The rationalisation project that saved sixty thousand pounds from ten million.
Software rationalisation projects fail at a predictable point. Not the data collection, not the team. The moment someone asks whether a tool can be replaced by something already owned.
Ten thousand software titles. Four months of dedicated effort. Sixty thousand pounds saved.
A construction company shared those numbers recently. They had run a proper rationalisation programme: external consultants, steering committees, workshops. Going in, they estimated their estate at around a thousand tools. The actual figure was ten times that. And after all of it, the savings came to sixty thousand pounds on an estate costing tens of millions a year.
The post-mortem did not point to bad data or the wrong people. It pointed to something structurally simpler. Nobody knew what any of the software actually did.
Owned by the catalogue, invisible in practice
The catalogue confirmed they owned it. The invoices confirmed they were paying for it. But the moment anyone asked the question that rationalisation depends on, "do we already own something that can do this?", the answer was always the same: we don't know.
So the decision was always the same. Tolerate it. Carry it forward. Renew it again.
This is not a failure of effort. It is the predictable result of a process trying to govern software spend without understanding what software does. SAM tools track licences and entitlement counts. They can tell you how many seats of a product you hold. They cannot tell you what that product does at a feature level, and they certainly cannot compare it against the rest of your estate. Without that intelligence, the catalogue is a list of what you own. Not a map of what you could consolidate.
Why the default is always renewal
Procurement teams are not irrational. When a renewal request lands and nobody can prove an alternative exists in the estate, approving it is the path of least resistance. The cost of a wrong rejection is immediate and visible. The cost of an unnecessary renewal is diffuse, buried in a budget line nobody owns.
So it stays. And the next cycle, it stays again. And the estate grows.
Enterprise architects face the same wall from a different angle. They can map the estate at a product level, but tracing feature-level overlap across thousands of titles is a manual process that would take months. Most rationalisation exercises rely on product category assumptions rather than actual capability comparisons. That is how you end up saving sixty thousand pounds from ten million.
Feature intelligence at the point of decision
The gap is not effort. It is intelligence, applied at the moment a decision is actually being made. Not in a report produced six months later. A renewal lands on a procurement desk, there is thirty days on the clock, and the question is whether the estate already covers the need. Without a system that can answer it, the renewal gets approved.
Here is what that question looks like when there is a decision layer in the workflow.
We have 340 DocuSign seats renewing at £38,000. We also have Adobe Acrobat Pro deployed across 1,200 machines estate-wide. Do we need both?
Adobe Acrobat Pro (1,200 seats, EA #7214) includes Adobe Sign at no additional cost, covering the e-signature use cases across the requesting teams. Feature overlap with DocuSign Standard is 91 per cent. Consolidating eliminates the £38,000 renewal with no functionality loss.
The evidence is sourced. The decision is auditable. And the team did not need a three-month rationalisation study to get there. This is what the decision layer does: it knows what your software does at a feature level, maps it against your full estate, and returns a sourced answer at the point of request.
What the £60,000 number actually reveals
The construction company that spent four months saving sixty thousand pounds was not unlucky. They were using the right intent with the wrong instrument.

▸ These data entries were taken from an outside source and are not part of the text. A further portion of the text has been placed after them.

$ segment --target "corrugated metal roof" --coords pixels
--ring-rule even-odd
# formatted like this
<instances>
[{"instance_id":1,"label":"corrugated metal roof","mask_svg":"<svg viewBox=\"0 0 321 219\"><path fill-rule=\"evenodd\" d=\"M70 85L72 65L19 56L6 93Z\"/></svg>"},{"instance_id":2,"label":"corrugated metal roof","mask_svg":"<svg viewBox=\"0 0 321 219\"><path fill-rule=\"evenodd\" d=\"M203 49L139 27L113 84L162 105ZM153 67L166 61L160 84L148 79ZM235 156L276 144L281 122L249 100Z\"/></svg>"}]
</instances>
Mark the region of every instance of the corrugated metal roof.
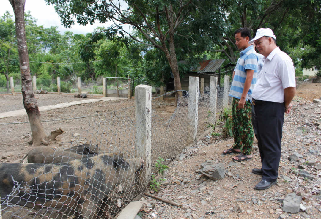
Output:
<instances>
[{"instance_id":1,"label":"corrugated metal roof","mask_svg":"<svg viewBox=\"0 0 321 219\"><path fill-rule=\"evenodd\" d=\"M197 71L198 74L206 72L215 72L217 69L221 67L225 59L214 59L212 60L205 60L200 63L200 66L197 69L193 69L191 68L191 71ZM186 60L180 61L178 63L180 64L185 64L187 63Z\"/></svg>"}]
</instances>

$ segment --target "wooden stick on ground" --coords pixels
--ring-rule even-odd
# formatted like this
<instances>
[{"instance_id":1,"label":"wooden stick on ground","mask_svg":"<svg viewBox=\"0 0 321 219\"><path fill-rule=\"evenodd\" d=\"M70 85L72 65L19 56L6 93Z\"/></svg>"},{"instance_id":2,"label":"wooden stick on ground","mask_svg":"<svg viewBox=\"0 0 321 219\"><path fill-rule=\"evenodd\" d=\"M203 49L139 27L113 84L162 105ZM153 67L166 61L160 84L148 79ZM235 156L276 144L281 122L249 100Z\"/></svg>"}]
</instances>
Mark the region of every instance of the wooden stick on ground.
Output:
<instances>
[{"instance_id":1,"label":"wooden stick on ground","mask_svg":"<svg viewBox=\"0 0 321 219\"><path fill-rule=\"evenodd\" d=\"M147 196L149 196L150 197L151 197L152 198L154 198L158 199L159 200L160 200L160 201L163 201L164 202L168 203L169 204L172 205L173 205L175 206L177 206L178 207L181 207L182 206L182 205L180 204L178 204L176 202L172 202L171 201L168 200L167 199L165 199L165 198L163 198L161 197L160 197L159 196L154 196L153 195L147 193L147 192L144 192L144 194Z\"/></svg>"}]
</instances>

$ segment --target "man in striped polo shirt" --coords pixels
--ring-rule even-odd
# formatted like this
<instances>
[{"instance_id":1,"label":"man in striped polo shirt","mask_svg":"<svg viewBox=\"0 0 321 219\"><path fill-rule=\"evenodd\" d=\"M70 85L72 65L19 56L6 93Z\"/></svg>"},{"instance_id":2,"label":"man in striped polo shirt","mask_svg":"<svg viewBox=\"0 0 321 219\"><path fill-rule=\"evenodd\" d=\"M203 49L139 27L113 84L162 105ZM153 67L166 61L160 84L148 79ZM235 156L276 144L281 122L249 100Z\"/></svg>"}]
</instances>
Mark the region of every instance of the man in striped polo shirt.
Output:
<instances>
[{"instance_id":1,"label":"man in striped polo shirt","mask_svg":"<svg viewBox=\"0 0 321 219\"><path fill-rule=\"evenodd\" d=\"M235 44L242 50L233 74L229 95L233 98L232 105L232 129L234 136L233 147L223 152L240 154L233 160L242 161L252 158L253 132L252 118L252 91L256 82L258 59L253 46L248 44L251 32L247 28L234 32Z\"/></svg>"}]
</instances>

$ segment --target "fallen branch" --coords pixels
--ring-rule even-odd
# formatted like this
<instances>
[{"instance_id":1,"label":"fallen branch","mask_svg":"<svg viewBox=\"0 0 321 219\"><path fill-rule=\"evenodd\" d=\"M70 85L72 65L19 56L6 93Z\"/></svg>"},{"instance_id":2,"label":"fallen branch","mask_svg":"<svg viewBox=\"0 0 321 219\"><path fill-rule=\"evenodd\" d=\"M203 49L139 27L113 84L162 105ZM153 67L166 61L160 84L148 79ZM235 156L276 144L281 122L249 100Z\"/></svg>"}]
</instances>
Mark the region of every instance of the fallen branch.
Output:
<instances>
[{"instance_id":1,"label":"fallen branch","mask_svg":"<svg viewBox=\"0 0 321 219\"><path fill-rule=\"evenodd\" d=\"M169 204L170 204L171 205L173 205L175 206L177 206L178 207L181 207L182 206L182 205L180 204L178 204L176 202L172 202L171 201L169 201L169 200L168 200L167 199L165 199L161 197L160 197L159 196L154 196L153 195L152 195L152 194L150 194L148 193L147 192L144 192L144 194L147 196L149 196L150 197L151 197L152 198L156 198L156 199L158 199L159 200L160 200L163 201L164 202L166 202L166 203L168 203Z\"/></svg>"}]
</instances>

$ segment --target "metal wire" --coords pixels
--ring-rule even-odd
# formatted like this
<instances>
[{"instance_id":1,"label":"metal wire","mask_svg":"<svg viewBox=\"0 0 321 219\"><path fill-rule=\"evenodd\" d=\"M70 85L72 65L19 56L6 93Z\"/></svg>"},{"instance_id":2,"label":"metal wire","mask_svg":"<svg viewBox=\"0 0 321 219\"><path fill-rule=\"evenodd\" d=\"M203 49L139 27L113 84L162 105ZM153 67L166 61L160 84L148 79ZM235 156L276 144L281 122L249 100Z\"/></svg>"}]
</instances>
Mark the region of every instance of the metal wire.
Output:
<instances>
[{"instance_id":1,"label":"metal wire","mask_svg":"<svg viewBox=\"0 0 321 219\"><path fill-rule=\"evenodd\" d=\"M228 107L224 104L230 98L224 99L224 88L217 89L219 112ZM208 116L211 91L204 87L198 92L198 138L208 133L209 123L215 124L218 118ZM189 101L188 92L182 91L170 116L148 109L151 115L135 118L128 110L133 107L93 115L98 118L91 121L89 127L82 129L61 147L33 149L28 153L30 163L0 164L0 173L9 173L0 176L3 218L104 219L117 215L145 191L151 175L156 173L154 165L159 157L168 163L193 143L188 141L195 129L188 109L189 104L195 103ZM155 100L159 97L153 99L159 106L164 103ZM144 118L149 116L150 124ZM135 157L142 152L139 143L148 138L151 168L147 171L141 158ZM9 188L8 182L12 185Z\"/></svg>"}]
</instances>

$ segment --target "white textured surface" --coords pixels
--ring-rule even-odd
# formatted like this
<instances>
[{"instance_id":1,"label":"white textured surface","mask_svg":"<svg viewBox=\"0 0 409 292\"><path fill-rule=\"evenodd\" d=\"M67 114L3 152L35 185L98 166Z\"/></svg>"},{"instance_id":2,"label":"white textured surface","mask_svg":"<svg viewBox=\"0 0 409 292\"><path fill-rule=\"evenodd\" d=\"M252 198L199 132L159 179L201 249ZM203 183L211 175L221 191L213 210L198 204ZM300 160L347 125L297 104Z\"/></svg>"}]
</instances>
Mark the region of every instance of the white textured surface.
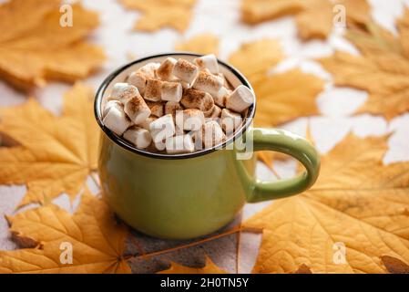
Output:
<instances>
[{"instance_id":1,"label":"white textured surface","mask_svg":"<svg viewBox=\"0 0 409 292\"><path fill-rule=\"evenodd\" d=\"M402 14L404 3L409 5L409 0L372 0L370 2L373 7L373 15L375 19L384 27L395 33L394 19ZM278 38L289 57L279 66L271 68L271 74L291 68L301 68L305 72L322 77L327 82L325 91L321 94L317 101L321 116L301 118L282 128L304 135L306 126L310 123L313 139L322 153L331 150L351 130L359 136L394 132L389 141L390 150L384 156L384 162L409 160L409 141L407 139L409 114L395 118L389 123L383 118L370 115L348 117L364 102L367 98L366 92L334 88L332 85L331 75L313 61L313 58L328 56L335 49L353 54L358 53L353 46L342 38L340 32L334 32L325 42L302 43L296 37L297 28L291 17L283 17L257 26L247 26L240 23L239 1L201 0L195 7L194 20L184 36L172 29L162 29L153 34L135 33L131 31L131 27L138 17L138 13L126 11L116 1L111 0L87 0L84 3L87 7L100 13L102 25L90 36L90 39L103 46L108 55L104 70L86 80L95 89L108 72L128 61L128 53L140 57L145 55L171 51L176 41L189 38L198 33L210 32L219 36L220 38L220 55L221 58L225 59L242 43L263 37ZM45 107L58 114L62 105L61 95L68 88L69 86L66 84L50 83L46 88L33 92L33 95ZM0 106L15 105L25 100L26 98L22 94L0 81ZM291 176L294 173L294 167L295 163L293 162L278 163L276 171L281 176ZM263 165L259 165L257 175L266 180L274 179L273 174ZM96 190L95 185L93 189ZM0 186L0 214L13 214L25 191L25 186ZM67 197L64 194L55 203L70 212L76 208L76 206L70 206ZM76 201L76 204L77 203L78 200ZM247 205L243 211L243 217L249 217L268 203L270 203ZM138 233L134 233L134 235L142 243L147 251L161 250L185 244L184 242L153 239ZM240 252L242 256L240 261L240 272L248 272L251 269L257 256L260 239L260 235L254 235L241 236ZM235 272L236 241L237 237L233 235L147 261L137 258L131 262L132 269L134 272L154 272L165 268L169 259L185 265L199 266L203 263L203 255L206 253L216 264L230 272ZM132 240L128 241L128 252L135 252ZM0 249L14 248L15 245L9 239L7 224L2 215L0 217Z\"/></svg>"}]
</instances>

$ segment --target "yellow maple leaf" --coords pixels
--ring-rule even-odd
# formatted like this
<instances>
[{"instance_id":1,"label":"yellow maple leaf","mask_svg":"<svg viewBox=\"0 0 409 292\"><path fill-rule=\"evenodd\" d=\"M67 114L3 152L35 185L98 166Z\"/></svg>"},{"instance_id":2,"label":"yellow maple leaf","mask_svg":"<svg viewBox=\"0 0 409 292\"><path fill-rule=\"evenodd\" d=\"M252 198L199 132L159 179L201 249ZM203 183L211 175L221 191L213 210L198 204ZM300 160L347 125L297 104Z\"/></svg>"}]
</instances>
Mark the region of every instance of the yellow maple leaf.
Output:
<instances>
[{"instance_id":1,"label":"yellow maple leaf","mask_svg":"<svg viewBox=\"0 0 409 292\"><path fill-rule=\"evenodd\" d=\"M139 10L142 15L135 24L136 30L153 32L173 27L179 32L188 28L196 0L120 0L128 9Z\"/></svg>"},{"instance_id":2,"label":"yellow maple leaf","mask_svg":"<svg viewBox=\"0 0 409 292\"><path fill-rule=\"evenodd\" d=\"M271 39L244 44L230 57L256 93L256 126L272 127L319 112L315 99L323 89L323 80L299 69L268 74L282 58L279 43Z\"/></svg>"},{"instance_id":3,"label":"yellow maple leaf","mask_svg":"<svg viewBox=\"0 0 409 292\"><path fill-rule=\"evenodd\" d=\"M199 53L203 55L219 53L219 38L211 34L197 35L175 46L178 51Z\"/></svg>"},{"instance_id":4,"label":"yellow maple leaf","mask_svg":"<svg viewBox=\"0 0 409 292\"><path fill-rule=\"evenodd\" d=\"M92 91L75 85L64 97L61 117L34 99L0 110L0 132L19 143L0 147L0 183L26 183L22 205L44 203L61 193L74 198L97 169L98 129Z\"/></svg>"},{"instance_id":5,"label":"yellow maple leaf","mask_svg":"<svg viewBox=\"0 0 409 292\"><path fill-rule=\"evenodd\" d=\"M365 0L243 0L241 18L248 24L295 15L300 37L326 38L333 28L334 8L342 5L349 23L360 24L369 15Z\"/></svg>"},{"instance_id":6,"label":"yellow maple leaf","mask_svg":"<svg viewBox=\"0 0 409 292\"><path fill-rule=\"evenodd\" d=\"M127 227L117 224L107 203L87 190L73 215L48 204L8 219L21 247L26 242L37 246L0 251L0 274L130 273L123 256ZM61 262L62 244L72 247L72 263Z\"/></svg>"},{"instance_id":7,"label":"yellow maple leaf","mask_svg":"<svg viewBox=\"0 0 409 292\"><path fill-rule=\"evenodd\" d=\"M227 272L217 266L209 256L206 256L206 264L203 267L189 267L170 262L169 269L158 272L158 274L227 274Z\"/></svg>"},{"instance_id":8,"label":"yellow maple leaf","mask_svg":"<svg viewBox=\"0 0 409 292\"><path fill-rule=\"evenodd\" d=\"M385 256L409 263L409 162L383 164L387 138L349 135L322 158L311 190L246 221L263 230L253 272L384 273Z\"/></svg>"},{"instance_id":9,"label":"yellow maple leaf","mask_svg":"<svg viewBox=\"0 0 409 292\"><path fill-rule=\"evenodd\" d=\"M244 44L230 57L230 62L250 80L256 93L257 127L274 127L319 113L316 98L323 89L323 80L299 69L269 74L269 69L283 58L279 42L272 39ZM259 159L269 167L273 156L272 152L258 153Z\"/></svg>"},{"instance_id":10,"label":"yellow maple leaf","mask_svg":"<svg viewBox=\"0 0 409 292\"><path fill-rule=\"evenodd\" d=\"M336 52L321 59L338 86L366 90L369 97L357 113L369 112L391 120L409 110L409 9L399 21L399 37L373 23L350 29L347 37L361 56Z\"/></svg>"},{"instance_id":11,"label":"yellow maple leaf","mask_svg":"<svg viewBox=\"0 0 409 292\"><path fill-rule=\"evenodd\" d=\"M83 41L98 25L97 15L75 4L73 26L63 27L60 5L60 0L0 5L0 78L28 89L46 79L83 78L101 65L102 49Z\"/></svg>"}]
</instances>

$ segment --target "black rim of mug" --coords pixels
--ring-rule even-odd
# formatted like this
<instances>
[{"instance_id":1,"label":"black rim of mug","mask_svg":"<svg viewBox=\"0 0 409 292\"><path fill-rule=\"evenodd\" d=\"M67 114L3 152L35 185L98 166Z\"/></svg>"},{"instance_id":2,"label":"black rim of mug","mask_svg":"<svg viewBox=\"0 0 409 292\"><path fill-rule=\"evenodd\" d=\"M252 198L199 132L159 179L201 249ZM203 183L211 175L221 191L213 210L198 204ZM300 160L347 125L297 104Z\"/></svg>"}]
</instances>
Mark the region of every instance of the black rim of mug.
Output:
<instances>
[{"instance_id":1,"label":"black rim of mug","mask_svg":"<svg viewBox=\"0 0 409 292\"><path fill-rule=\"evenodd\" d=\"M132 67L132 66L134 66L138 63L143 62L143 61L149 60L151 58L161 57L170 57L170 56L180 56L180 55L181 56L191 56L191 57L203 56L200 54L194 54L194 53L189 53L189 52L171 52L171 53L163 53L163 54L148 56L148 57L137 59L135 61L132 61L130 63L128 63L128 64L120 67L119 68L116 69L113 73L109 74L105 78L105 80L102 82L102 84L99 87L99 89L97 89L96 97L95 97L94 114L95 114L95 118L97 120L97 122L98 123L101 130L116 144L118 144L118 146L120 146L122 148L125 148L126 150L128 150L131 152L140 154L143 156L148 156L150 158L167 159L167 160L188 159L188 158L194 158L194 157L198 157L198 156L206 155L206 154L211 153L215 151L221 150L221 149L225 148L227 145L233 142L238 138L241 137L241 135L250 127L250 125L254 118L255 111L256 111L256 100L254 100L253 105L248 110L247 117L246 117L246 122L244 123L244 125L239 130L239 131L237 133L235 133L232 137L229 138L224 142L215 145L212 148L204 149L204 150L195 151L192 153L183 153L183 154L166 154L165 153L164 154L164 153L149 152L149 151L147 151L144 150L138 149L135 146L133 146L130 142L128 142L122 137L117 135L112 130L110 130L109 129L107 129L107 127L104 126L104 124L102 123L102 119L101 119L102 118L102 112L101 112L102 99L103 99L105 90L107 89L107 86L112 82L112 80L118 75L119 75L122 71L126 70L129 67ZM244 76L241 73L239 72L239 70L237 70L234 67L232 67L223 61L220 61L219 58L218 58L218 62L219 62L219 64L221 64L222 66L227 68L230 71L231 71L239 78L239 80L241 82L242 85L247 86L251 90L252 90L254 92L254 90L251 88L251 86L250 85L249 81L244 78Z\"/></svg>"}]
</instances>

A periodic rationalisation exercise, no matter how well-resourced, will always hit the same wall: the decisions happen between the exercises, one renewal at a time, by people who do not have the intelligence to say no.
"Thanks to Samplify, we have doubled our throughput. What used to take a month now takes five to ten minutes." Ben Maudlin, SAM Lead, Cisco
At Cisco, 92 per cent of a $120 million software estate is evaluated through the platform, with $2 to $3 million a month in prevented spend. Not because the team grew, but because the intelligence improved. Every renewal request is checked. Every new purchase is compared against what already exists. Feature overlap is surfaced before the budget is committed, not discovered in a post-mortem two years later.
The estates that achieve meaningful savings do not do it with better spreadsheets or longer stakeholder lists. They do it because they can answer the question the catalogue never could: do we already own something that does this?
If your last rationalisation effort returned less than it cost to run, the case for a different approach is straightforward.